Num dia como este imagine o Zé Gabiroba

E como tem chovido neste começo de ano.

A noite chove intensamente. Durante o dia a chuvarada se repete.

Não se vê a azulice do céu desde quando o ano fechou os olhos.

Aliás, sol é fruta rara nestes dias cinzentos.

E como a cinzentice me incomoda. Prefiro acordar, abrir a janela, deixar entrar por ela raiozinhos de sol. Ver o céu azul. Algumas nuvens claras até que são bem vindas.

Como de rotina, quando deixo o apartamento, as ruas estão vazias. Um ou outro madrugão se atreve a deixar o aconchego do lar.

Neste dia seis de janeiro não tive como deixar encostado na parede o pai dos esquecidos. Ele, o guarda-chuva, não apenas me serve de abrigo, como também evita que os pingos da chuva molhem o meu corpo pronto a recomeçar um novo dia. O ano recomeçou há alguns dias apenas.

E com ele a chuva persiste. Aqui, na cidade, ela não causa tantos problemas. O asfalto, mesmo que de má qualidade, não impede os autos de chegarem ao seu destino.

Já, onde mora o Zé Gabiroba, o herói da nossa história, apelido herdado em menino, por ter o costume de catar as tais frutinhas no meio do pasto, hoje quase não se pode vê-las mais, a esta hora já deve estar beirando o meio dia.

Zé acorda ao cantar do galo. Quando ele não serve como despertador faz o papel o cacarejar da galinha.

O relógio de cabeceira, onde repousa um copo cheio d’água onde se esconde a dentadura, anuncia antes das cinco da manhã. É hora de tomar um café requentado na trempe do fogão a lenha.  Comer um pão amanhecido. Sem manteiga ou margarina.

Calçado com aquela botina furada, herança do seu pai, falecido no ano passado, faça chuva o incendeie o sol, lá se vai o Zé procurar as vacas em lactação.

Com aquela aguaceira que continua a cair, na roça se dispensa guarda-chuva, no máximo uma capa surrada cuida de abrigar seu corpinho magricela, Zé Gabiroba parte em busca da vaca parida. E quem diz que a danada acompanha as colegas?  Ela pariu justamente num matinho perto. Escondida dos olhos gulosos dos urubus.

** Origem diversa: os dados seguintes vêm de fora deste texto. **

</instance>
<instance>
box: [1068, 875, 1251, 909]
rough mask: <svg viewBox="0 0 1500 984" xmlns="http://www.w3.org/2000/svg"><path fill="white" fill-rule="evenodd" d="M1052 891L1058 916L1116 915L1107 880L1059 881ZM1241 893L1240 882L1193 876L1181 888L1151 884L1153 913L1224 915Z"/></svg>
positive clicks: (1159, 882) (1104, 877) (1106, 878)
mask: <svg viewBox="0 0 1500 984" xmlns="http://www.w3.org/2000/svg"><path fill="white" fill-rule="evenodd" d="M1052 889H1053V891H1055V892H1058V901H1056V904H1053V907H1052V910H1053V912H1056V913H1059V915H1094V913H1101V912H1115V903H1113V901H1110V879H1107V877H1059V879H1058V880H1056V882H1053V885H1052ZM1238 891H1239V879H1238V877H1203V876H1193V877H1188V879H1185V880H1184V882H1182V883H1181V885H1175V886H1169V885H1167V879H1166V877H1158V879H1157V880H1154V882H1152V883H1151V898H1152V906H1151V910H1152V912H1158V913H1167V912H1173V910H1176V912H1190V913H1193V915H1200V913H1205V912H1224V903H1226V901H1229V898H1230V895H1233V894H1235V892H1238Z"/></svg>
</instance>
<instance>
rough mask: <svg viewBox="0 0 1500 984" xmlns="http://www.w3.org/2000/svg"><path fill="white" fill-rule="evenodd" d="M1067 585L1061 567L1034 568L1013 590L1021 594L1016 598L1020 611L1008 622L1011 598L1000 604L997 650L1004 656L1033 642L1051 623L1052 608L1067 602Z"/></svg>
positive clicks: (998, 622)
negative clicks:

Depois de levar a fugitiva pelos chifres, por sorte ela não é vaca mocha, Zé chega ao curral não sem antes levar umas chifradas.

Com o gabiruzinho na cacunda, mais molhada que boi na invernada.

Antes da seis e meia é hora de chegar o caminhão leiteiro. Mais uma vez ele não desce o morro topetudo. E o pobre Zé tem de arriar a mula manca para levar os latões de leite ribanceira acima. E tome chuva. E leva o barro nos costados.

Zé não desanima. Tudo isso faz parte da sua rotina.

Quando chega às dez e meia é hora de preparar o almoço. O resto de arroz, misturado ao angu empelotado, repousa descansado na trempe do fogão a lenha.

E quem dia que a lenha molhada pega fogo? Naquele dia chuvoso o gás acabou faz tempo.

Zé fica sem comida naquele dia ingrato. Acaba comendo o mesmo pão amanhecido.  Junto à mesma broa de milho feita a semana passada. Os ratos famintos acabam lhe fazendo companhia. Acostumado a eles Zé não se importa de dividir a comida.

Antes do meio dia, tentando por o sono em dia, um leve cochilo, mais uma vez o valente Zé Gabiroba tem de encarar a trabalheira do resto da tarde.

E a chuva continua. A lama viscosa o faz atolar até os cotovelos. E ele tem de desatolar a melhor vaca que acabou atolando no brejo fronteiriço a sua casinha modesta.

Termina o dia antes das oito da noite. Uma noite chuviscosa se anuncia.

Na manhã seguinte a mesma cantilena. Com água pelo pescoço lá se vai o Zé atrás de outra vaca parida.  O telhado da sala de ordenha mina água pelos cantos. Tudo fica encharcado. Até a alma do estoico Zé amanhece molhada.

Aqui na cidade a chuva continua a cair. O céu amanhece cinzento.

Já na roça do pobre Zé não tem como reclamar. A lida continua. Faça chuva o descabele o sol.

E tem gente que ainda reclama do tempo. É gente que não tem o costume de trabalhar.